Identification of Partial Falsifications
Another method for identifying partial falsification is by identifying similar response patterns across ordinal-scaled item batteries (Blasius and Thiessen 2012; Blasius and Thiessen 2013; Blasius and Thiessen 2015). Principal Component Analysis (PCA) as well as Categorical Principal Component Analysis (CatPCA) can be applied to identify similar response patterns based on the factor scores of all interviews. Suspicious interviewers are thought to produce identical response patterns particularly frequently (Blasius and Thiessen 2013). Again, one inference is that similar response patterns result from a lower variance in falsified data (Blasius and Thiessen 2013; Blasius and Thiessen 2015). An assumption that is required here but seldom discussed is the identical and independent distribution of answers across items. Often item batteries cover related topics, so that answers depend on each other and specific patterns of answers occur more frequently in the population absent any falsification. Nevertheless, if an interviewer is responsible for an unusually large number of similar response patterns, this may indicate a potential risk of falsification.
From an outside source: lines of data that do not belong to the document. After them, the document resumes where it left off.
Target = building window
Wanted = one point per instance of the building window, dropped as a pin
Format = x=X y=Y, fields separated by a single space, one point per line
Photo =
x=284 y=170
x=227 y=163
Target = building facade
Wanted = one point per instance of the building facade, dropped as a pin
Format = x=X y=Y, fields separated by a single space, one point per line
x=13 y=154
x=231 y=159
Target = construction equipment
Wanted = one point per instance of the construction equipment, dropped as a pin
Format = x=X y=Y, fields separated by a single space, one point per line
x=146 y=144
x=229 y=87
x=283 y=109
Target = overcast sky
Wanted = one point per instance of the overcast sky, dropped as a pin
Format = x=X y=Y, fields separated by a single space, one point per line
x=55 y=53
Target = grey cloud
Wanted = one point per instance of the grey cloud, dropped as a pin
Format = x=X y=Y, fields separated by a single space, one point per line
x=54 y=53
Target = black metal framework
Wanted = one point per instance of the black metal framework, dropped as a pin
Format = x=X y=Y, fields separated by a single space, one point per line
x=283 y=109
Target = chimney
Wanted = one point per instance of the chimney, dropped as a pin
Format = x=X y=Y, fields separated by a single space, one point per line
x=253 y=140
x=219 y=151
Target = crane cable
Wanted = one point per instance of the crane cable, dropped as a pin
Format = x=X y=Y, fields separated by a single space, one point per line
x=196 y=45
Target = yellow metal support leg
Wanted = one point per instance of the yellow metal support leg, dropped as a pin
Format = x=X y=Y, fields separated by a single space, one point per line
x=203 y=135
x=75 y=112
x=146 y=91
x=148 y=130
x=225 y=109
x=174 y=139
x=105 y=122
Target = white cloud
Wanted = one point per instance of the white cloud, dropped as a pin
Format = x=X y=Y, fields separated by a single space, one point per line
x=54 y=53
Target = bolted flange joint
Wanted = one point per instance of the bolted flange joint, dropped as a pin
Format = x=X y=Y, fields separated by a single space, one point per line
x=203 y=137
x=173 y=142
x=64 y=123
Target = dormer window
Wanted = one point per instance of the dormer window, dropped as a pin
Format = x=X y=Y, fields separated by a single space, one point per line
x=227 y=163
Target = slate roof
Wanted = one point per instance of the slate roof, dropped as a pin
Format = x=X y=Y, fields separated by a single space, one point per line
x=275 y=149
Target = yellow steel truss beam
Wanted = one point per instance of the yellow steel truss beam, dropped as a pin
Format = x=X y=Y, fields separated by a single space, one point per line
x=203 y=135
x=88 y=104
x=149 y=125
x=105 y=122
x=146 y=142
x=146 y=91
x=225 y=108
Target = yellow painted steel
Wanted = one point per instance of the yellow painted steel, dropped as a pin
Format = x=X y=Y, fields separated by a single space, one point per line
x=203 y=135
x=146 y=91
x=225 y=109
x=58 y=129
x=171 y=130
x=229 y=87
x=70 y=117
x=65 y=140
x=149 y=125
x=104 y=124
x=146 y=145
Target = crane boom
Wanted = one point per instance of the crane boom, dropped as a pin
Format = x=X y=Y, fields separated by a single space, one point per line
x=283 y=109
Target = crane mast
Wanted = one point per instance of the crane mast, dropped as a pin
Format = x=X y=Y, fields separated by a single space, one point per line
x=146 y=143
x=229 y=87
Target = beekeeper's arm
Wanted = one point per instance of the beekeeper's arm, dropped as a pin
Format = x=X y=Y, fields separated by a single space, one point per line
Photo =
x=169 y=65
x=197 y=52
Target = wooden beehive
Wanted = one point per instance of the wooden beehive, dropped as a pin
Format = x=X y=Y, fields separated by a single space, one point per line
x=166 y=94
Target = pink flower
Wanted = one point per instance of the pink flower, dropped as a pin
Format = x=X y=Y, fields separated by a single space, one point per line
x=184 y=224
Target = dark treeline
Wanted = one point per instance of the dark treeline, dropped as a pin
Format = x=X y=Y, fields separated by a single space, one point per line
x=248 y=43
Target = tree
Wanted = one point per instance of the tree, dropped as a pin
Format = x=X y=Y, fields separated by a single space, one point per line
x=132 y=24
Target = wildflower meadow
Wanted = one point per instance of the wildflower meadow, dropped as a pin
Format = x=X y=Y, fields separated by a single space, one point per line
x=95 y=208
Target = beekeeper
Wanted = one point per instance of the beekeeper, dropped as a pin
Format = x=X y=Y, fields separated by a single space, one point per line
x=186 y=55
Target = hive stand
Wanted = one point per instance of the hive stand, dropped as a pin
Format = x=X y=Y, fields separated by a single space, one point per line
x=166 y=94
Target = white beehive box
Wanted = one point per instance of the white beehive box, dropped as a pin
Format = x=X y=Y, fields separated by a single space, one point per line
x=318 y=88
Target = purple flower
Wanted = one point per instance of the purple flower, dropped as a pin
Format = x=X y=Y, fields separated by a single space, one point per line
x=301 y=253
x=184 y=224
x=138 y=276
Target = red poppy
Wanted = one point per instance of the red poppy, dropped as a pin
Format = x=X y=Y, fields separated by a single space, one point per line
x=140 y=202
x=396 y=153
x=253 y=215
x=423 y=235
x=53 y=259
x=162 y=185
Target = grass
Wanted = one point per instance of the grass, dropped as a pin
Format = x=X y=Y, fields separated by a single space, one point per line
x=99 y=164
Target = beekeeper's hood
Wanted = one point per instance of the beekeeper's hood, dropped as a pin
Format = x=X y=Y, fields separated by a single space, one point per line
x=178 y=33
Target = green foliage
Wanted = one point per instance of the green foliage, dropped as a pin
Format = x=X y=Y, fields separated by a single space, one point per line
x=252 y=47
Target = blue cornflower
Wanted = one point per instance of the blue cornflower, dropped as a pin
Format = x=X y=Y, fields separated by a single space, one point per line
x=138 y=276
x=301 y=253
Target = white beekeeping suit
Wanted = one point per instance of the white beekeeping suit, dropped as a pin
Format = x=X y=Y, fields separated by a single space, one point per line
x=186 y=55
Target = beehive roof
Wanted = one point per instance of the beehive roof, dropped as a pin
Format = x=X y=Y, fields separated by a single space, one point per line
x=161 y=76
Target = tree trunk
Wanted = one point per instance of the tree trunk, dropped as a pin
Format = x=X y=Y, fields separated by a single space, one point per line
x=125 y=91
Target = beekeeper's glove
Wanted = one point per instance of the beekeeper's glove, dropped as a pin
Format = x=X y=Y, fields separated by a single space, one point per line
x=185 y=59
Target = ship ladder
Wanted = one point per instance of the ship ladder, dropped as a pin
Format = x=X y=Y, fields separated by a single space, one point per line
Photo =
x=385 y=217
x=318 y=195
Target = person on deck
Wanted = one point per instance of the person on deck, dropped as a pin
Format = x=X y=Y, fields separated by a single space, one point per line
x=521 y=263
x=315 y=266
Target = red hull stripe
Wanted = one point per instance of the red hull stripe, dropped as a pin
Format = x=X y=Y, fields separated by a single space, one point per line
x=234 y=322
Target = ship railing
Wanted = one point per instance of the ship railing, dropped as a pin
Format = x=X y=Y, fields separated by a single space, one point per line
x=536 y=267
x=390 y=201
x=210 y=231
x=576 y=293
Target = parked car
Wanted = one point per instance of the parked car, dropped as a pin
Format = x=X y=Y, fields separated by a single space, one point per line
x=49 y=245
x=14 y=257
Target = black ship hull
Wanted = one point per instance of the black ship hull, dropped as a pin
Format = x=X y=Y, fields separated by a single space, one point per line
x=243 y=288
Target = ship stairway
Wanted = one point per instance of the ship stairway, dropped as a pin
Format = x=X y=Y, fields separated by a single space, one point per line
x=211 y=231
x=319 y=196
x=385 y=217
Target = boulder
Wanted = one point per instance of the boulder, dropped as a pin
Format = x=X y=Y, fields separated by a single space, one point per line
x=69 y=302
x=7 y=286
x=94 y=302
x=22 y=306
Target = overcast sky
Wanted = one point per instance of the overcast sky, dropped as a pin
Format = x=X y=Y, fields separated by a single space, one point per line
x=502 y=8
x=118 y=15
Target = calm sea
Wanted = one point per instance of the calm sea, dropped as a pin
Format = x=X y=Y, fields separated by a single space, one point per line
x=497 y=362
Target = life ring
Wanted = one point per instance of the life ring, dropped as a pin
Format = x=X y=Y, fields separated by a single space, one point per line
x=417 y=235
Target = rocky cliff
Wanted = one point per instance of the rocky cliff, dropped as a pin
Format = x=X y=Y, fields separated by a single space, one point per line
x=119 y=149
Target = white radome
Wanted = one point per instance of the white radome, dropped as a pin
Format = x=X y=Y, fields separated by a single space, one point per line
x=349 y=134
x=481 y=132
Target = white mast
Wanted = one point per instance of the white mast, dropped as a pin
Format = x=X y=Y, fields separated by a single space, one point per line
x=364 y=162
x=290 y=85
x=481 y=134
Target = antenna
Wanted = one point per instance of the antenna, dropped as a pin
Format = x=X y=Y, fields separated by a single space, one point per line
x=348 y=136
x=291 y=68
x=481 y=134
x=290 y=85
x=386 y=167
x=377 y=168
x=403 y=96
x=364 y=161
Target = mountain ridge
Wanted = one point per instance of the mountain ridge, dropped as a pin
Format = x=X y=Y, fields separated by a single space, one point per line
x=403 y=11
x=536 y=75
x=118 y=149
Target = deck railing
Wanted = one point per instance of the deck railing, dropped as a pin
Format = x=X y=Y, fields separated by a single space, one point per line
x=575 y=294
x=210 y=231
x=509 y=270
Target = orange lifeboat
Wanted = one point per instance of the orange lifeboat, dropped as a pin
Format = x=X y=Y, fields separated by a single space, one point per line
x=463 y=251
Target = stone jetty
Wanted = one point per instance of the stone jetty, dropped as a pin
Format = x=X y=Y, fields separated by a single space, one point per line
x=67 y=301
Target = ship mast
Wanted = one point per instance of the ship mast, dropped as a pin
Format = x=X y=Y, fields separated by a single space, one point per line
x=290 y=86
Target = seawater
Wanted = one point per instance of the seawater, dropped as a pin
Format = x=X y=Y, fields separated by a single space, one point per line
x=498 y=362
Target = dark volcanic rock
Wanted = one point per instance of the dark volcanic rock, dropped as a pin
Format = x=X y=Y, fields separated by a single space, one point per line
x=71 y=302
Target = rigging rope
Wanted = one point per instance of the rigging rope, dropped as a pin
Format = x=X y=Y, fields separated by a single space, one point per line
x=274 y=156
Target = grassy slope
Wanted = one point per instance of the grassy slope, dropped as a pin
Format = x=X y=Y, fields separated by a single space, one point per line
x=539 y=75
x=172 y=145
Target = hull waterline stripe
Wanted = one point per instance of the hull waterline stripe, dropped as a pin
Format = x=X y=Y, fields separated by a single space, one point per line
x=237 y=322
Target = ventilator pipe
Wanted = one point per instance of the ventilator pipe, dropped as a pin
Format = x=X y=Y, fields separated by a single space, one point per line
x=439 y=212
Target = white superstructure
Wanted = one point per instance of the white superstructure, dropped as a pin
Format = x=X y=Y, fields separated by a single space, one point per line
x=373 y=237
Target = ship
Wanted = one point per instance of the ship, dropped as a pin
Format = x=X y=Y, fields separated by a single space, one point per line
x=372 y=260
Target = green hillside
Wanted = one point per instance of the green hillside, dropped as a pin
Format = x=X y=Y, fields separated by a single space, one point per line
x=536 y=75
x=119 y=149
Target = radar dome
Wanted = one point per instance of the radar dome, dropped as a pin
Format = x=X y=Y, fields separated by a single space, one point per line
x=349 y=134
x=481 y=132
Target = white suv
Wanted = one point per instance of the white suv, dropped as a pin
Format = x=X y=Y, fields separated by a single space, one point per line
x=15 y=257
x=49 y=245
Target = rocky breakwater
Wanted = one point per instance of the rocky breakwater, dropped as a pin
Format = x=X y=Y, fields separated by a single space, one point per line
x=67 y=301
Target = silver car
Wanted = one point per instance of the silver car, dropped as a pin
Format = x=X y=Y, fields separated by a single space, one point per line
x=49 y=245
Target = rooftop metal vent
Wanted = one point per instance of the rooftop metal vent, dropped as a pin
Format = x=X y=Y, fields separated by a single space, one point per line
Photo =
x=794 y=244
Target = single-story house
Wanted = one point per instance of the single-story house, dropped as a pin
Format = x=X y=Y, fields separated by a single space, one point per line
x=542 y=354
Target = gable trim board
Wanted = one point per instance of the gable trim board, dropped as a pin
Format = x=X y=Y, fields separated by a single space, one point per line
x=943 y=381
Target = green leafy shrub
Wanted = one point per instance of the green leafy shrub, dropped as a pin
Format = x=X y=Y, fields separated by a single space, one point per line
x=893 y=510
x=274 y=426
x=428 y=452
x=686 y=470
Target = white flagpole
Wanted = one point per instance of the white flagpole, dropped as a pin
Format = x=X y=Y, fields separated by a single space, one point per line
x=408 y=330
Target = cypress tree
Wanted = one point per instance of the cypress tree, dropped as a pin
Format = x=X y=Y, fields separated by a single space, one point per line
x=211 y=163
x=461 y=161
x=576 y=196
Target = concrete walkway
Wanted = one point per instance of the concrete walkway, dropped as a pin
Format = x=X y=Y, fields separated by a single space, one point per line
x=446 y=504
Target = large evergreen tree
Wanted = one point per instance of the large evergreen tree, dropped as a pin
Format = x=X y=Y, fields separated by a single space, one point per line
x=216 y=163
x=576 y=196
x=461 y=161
Identification of Duplicate Records
Duplicate records can heavily influence survey data (Koczela et al. 2015; Kuriakose and Robbins 2016), for example, by biasing point estimates (e.g. regression coefficients) upward (or downward) and affecting variance estimates leading to erroneous tests of significance. Published accounts of high incidence of duplicates in survey data sets (Kuriakose and Robbins 2016; Slomczynski, Powalko, and Krauze 2017) have resulted in recommendations for the use of duplicate analyses. A simple form of duplicate analysis that checks a data set for completely identical data rows (including missing values) is implemented in standard statistical software (e.g. Stata®, SAS®, SPSS®, among others) (Koczela et al. 2015; Kuriakose and Robbins 2016; Slomczynski, Powalko, and Krauze 2017). So-called "near duplicates" can be particularly problematic since even a change in a single value is sufficient to produce an undetectable duplicate (Kuriakose and Robbins 2016). For this reason, "high-matching" methods were developed to identify data with an unusually high correspondence (between 85% and 99%) of response values (Koczela et al. 2015; Kuriakose and Robbins 2016). However, there is a strong risk that real data will be identified as near duplicates by coincidence, producing falsely suspected cases. High-matching methods are highly sensitive to various characteristics of a survey (e.g. number of questions, number of respondents, homogeneous subgroups), and thus are not generally applicable to every data set (Simmons et al. 2016). Whether "high-matching" methods should be used requires careful consideration of these factors.